Microsoft’s integration of GPT-3.5 into Teams Premium exemplifies generative AI’s collaboration benefits. This implementation improves meeting recordings by automatically segmenting them, generating titles, and inserting personalized markers for easier reference.
Another notable instance is Jasper.ai, a widely acclaimed startup leveraging generative AI. It streamlines writing tasks by automating various processes, from crafting job descriptions to generating marketing copies, using its robust automation capabilities.
This feature demonstrates how generative AI enhances team collaboration and productivity, offering innovative solutions for various business needs.
7. Chatbot performance improvement
While chatbots stand out as a leading application of generative AI, this technology also plays a pivotal role in enhancing their performance and capabilities. Doing so fosters more engaging and effective interactions between chatbots and users, primarily leveraging generative models and natural language processing (NLP).

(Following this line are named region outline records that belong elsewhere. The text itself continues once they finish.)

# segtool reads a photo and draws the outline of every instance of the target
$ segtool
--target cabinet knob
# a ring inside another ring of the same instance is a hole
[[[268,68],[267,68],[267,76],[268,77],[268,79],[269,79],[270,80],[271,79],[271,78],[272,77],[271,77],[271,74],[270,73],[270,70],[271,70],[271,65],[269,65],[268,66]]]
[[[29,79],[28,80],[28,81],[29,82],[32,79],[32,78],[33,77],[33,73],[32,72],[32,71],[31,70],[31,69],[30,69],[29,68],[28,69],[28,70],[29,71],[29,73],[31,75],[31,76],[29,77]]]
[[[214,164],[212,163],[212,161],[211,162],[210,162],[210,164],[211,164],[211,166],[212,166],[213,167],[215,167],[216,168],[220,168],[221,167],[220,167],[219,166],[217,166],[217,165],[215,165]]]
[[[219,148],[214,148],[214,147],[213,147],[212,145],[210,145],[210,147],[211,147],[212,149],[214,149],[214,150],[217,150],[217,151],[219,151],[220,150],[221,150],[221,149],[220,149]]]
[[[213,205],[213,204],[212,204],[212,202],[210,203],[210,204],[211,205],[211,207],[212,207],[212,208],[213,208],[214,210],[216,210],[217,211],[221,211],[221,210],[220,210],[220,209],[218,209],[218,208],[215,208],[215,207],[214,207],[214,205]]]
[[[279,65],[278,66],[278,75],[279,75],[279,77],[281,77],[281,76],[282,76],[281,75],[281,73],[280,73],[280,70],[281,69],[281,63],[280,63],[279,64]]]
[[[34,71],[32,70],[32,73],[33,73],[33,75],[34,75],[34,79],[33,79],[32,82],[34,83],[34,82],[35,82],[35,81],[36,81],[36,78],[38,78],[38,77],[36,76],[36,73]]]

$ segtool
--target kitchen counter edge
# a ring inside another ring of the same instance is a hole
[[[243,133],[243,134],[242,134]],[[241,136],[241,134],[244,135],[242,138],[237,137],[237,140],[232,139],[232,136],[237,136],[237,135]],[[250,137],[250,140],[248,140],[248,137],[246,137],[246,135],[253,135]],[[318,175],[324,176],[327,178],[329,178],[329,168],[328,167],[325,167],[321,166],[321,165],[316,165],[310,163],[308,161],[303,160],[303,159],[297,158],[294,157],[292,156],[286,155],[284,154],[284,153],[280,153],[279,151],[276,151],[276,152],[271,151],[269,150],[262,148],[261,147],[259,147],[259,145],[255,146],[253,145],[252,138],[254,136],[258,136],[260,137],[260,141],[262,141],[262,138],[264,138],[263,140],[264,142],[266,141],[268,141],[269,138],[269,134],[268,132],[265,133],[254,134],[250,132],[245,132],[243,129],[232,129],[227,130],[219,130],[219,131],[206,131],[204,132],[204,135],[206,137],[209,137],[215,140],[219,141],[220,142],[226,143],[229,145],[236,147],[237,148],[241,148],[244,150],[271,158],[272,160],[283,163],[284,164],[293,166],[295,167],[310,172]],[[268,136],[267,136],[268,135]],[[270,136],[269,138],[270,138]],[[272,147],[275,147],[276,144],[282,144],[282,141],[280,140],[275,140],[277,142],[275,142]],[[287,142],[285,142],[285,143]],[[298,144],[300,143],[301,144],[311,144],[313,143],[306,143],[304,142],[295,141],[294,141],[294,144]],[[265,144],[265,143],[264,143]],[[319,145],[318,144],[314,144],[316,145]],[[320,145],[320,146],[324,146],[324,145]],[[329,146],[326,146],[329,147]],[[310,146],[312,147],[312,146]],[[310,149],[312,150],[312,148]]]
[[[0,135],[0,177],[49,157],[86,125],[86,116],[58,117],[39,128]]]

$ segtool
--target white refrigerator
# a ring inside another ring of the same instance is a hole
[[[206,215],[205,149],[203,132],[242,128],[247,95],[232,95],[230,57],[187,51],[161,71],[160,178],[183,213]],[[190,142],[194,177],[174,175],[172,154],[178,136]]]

Generative AI is often helpful to chatbot performance in several ways:
NLU Enhancement
Generative AI models enhance a chatbot’s natural language understanding (NLU) by learning intricate language patterns, context, and nuances from vast text datasets. It enables chatbots to better grasp user inputs, extract intent, and identify entities.
Human-like response generation
Generative AI enables chatbots to produce human-like text, a crucial aspect of improving conversational quality. Training chatbots on diverse conversational data teaches them to generate natural and tailored responses, enhancing user engagement.
Handling open-ended prompts
Unlike traditional rule-based chatbots, generative AI empowers chatbots to handle unfamiliar topics or open-ended queries more effectively. By training on extensive conversational data, chatbots can generate plausible responses to a broader range of queries, increasing flexibility.
User profiling
Generative AI facilitates chatbots in creating user profiles by analyzing past conversations to understand preferences. This personalized approach allows chatbots to tailor responses and recommendations, offering users a more customized experience and improving engagement by implementing ChatGPT sales features.
8. Enterprise search
Finally, a recent application of generative AI involves integrating into enterprise search systems for enhanced efficiency.
Leveraging generative AI, organizations can expedite information retrieval, as these models can securely scan vast repositories of organizational documents such as contracts, research reports, and business analyses.
Furthermore, developers can train generative AI models to automatically identify and highlight crucial sections within documents, enabling enterprise members to locate the required information swiftly.
Make generative AI adoption your goal this year
Generative AI apps have many use cases, and now is the time to invest or lag behind your competitors.
AI image and text generation are helpful for marketing, faster customer query responses, and allowing your design teams to let their imagination run riot on a fraction of the budget.
For all these reasons, make AI adoption your goal for this year, to innovate quickly at a low cost and see your revenue rise and your staff’s imaginations soar as the sky becomes the limit for the creativity and innovation of your enterprise.